The most influenced O protein is P07550 (ADRB2_HUMAN), Beta-2 adrenergic receptor. Beta-adrenergic receptors mediate the catecholamine-induced activation of adenylate cyclase through the action of G proteins. P07550 belongs to the group of disulfide bond, glycoprotein, lipoprotein, palmitate and phosphoprotein. The findings of Large et al. [26] suggested that genetic variation in the ADRB2 gene might be of major importance for obesity, energy expenditure, and lipolytic ADRB2 function in adipose tissue, at least in women [26]. Tsai et al. [27] reported a significant association between a -47C-T polymorphism (arg-19cys; R-19C) in the beta-upstream peptide of the ADRB2 gene and bronchodilator drug response among 264 African American children with asthma [27].

Conclusions

We illustrate that understanding the role and importance of individual genes highly depends on how to define the network of study: proteins appearing as hubs in the PPI network may be of lower topological importance in mediating indirect effects among groups of disease proteins (in the DPIP network, see [28]). By quantitatively identifying, the most important mediator genes are seemingly unimportant but play key roles in maintaining communication between disease genes and these mediators are not hubs in PPI. We suggest that the central proteins in the IP network can be even more important in systems-based medicine and drug design than either the hubs or the disease proteins themselves. The proteins mediating indirect interactions among the studied disease proteins were found to be generally of high functional importance in the cell (for example P63104). Even if obesity and diabetes-related proteins are not directly linked to heart-disease proteins, rich indirect linkages can be realized through, for example, the insulin signaling pathway or the P12931 proto-oncogene tyrosine-protein kinase Src. We propose that our results should call for experimental studies on the relevance of this approach.

Methods

Data

We investigated two main databases: the i2d database as a comprehensive human protein interaction database (formerly known as OPHID [29]), and the OMIM database as a well-known disease gene database [30]. The i2d database is an on-line database of known and predicted mammalian and eukaryotic protein-protein interactions. It consists of almost all human protein interaction data sets (including HRPD, BIND, etc), and this is the reason why we chose the i2d database for our analysis. To obtain a more reliable set of protein interactions, we excluded all the interactions obtained by homology methods. Identifier (ID) of protein in the i2d database is the protein ID defined in the UniProt database [31]. The OMIM database is a catalog of human genes and genetic disorders. In OMIM, the list of hereditary disease genes is described in the OMIM morbid map. To extract the list of genes related to five, we searched for all genes having the keywords "cancer", "heart disease", "diabetes", "autism" and "obesity". Our study considered the database version released in January 2009. By using a mapping scheme, product proteins, so-called disease proteins corresponding to the disease genes in the OMIM database, are identified by UniProt protein IDs. We then did a preprocess procedure to filter noise data (for both i2d-based PPI data and OMIM-based disease protein data). We note that improved databases will probably influence the actual results but considering also another disease in the same database does not. Characterizing the linkage between heart disease and obesity proteins, for example, is not influenced by analyzing some additional kind of disease proteins.

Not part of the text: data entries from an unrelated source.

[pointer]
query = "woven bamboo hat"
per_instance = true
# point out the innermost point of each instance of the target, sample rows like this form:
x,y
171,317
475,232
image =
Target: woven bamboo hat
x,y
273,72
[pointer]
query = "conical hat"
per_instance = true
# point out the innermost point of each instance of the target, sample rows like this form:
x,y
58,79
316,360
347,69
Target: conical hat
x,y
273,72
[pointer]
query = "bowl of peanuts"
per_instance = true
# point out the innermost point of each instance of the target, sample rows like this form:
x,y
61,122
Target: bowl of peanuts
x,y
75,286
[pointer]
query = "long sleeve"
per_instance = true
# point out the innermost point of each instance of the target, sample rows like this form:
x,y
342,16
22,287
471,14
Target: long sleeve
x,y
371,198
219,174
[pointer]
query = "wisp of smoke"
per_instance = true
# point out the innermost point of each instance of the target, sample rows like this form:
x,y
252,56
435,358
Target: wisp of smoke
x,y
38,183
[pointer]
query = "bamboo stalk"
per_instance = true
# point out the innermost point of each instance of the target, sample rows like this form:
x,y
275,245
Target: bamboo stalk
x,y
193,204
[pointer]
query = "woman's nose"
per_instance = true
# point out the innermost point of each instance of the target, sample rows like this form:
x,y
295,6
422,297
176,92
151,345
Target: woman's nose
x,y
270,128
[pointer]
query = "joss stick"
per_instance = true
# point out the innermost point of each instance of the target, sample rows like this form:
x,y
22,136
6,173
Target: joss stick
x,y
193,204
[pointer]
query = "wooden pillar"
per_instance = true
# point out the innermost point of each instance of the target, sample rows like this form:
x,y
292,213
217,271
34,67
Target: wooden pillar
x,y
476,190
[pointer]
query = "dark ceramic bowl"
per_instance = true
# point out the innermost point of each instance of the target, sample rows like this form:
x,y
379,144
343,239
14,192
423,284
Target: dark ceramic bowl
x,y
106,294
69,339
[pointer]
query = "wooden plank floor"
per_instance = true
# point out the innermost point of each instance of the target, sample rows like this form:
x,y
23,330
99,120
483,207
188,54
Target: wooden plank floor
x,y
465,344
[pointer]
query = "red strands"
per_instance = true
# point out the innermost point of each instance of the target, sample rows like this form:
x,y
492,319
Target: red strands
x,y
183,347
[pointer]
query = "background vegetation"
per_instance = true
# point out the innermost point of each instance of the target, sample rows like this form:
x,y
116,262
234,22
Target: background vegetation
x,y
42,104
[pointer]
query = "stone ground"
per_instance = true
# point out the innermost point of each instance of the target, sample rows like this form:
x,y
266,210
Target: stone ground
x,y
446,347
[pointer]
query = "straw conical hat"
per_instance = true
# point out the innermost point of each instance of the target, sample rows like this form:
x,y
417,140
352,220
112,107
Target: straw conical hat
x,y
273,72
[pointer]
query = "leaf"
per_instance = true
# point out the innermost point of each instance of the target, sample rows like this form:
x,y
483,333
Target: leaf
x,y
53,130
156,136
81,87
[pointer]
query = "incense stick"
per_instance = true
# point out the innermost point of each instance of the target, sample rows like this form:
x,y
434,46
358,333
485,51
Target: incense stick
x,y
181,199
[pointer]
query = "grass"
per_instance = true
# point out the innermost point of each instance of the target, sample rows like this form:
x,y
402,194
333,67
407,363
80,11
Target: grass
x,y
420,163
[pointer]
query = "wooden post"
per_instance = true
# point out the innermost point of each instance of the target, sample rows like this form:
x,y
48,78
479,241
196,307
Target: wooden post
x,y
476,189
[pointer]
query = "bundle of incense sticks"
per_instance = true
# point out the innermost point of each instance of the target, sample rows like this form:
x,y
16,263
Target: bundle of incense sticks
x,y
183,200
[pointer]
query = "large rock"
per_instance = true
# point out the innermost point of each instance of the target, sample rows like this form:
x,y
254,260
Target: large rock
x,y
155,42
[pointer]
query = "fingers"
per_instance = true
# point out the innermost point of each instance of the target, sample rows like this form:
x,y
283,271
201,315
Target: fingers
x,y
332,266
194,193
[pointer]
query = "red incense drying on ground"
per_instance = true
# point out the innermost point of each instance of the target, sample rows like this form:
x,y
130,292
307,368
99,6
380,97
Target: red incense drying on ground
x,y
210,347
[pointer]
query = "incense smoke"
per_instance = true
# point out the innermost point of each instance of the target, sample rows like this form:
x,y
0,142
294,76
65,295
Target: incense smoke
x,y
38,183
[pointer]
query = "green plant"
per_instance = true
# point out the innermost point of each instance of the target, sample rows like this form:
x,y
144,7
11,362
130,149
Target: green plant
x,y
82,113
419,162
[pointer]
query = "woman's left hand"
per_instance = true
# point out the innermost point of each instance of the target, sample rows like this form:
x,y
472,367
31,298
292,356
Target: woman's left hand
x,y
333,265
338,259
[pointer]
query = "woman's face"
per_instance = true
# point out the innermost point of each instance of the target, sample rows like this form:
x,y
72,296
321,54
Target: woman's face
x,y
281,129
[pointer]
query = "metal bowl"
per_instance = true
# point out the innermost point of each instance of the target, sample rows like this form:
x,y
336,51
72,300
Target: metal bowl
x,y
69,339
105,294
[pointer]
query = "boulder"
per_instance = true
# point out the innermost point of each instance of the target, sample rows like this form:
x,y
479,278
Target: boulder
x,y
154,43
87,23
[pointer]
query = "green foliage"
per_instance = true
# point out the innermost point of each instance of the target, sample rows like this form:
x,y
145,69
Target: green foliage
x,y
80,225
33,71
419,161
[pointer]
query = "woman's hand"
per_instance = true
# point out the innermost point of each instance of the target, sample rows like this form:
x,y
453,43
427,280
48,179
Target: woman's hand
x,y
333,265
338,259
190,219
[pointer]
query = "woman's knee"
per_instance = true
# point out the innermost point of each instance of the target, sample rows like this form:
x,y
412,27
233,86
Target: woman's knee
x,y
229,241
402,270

Based on these data sets, we have constructed (1) a human protein-protein interaction network (PPI), (2) a network of disease proteins (DP) causing five selected diseases plus their interacting partners (IP; called the DPIP network) and (3) a protein network of IPs with interactions among them (IP network, see Figure 1). The DPIP and the IP networks are subgraphs of the PPI network. The IP network is not a subgraph of the DPIP network, since it contains IP-IP interactions not included in the DPIP network - the network of only DP-DP and DP-IP interactions.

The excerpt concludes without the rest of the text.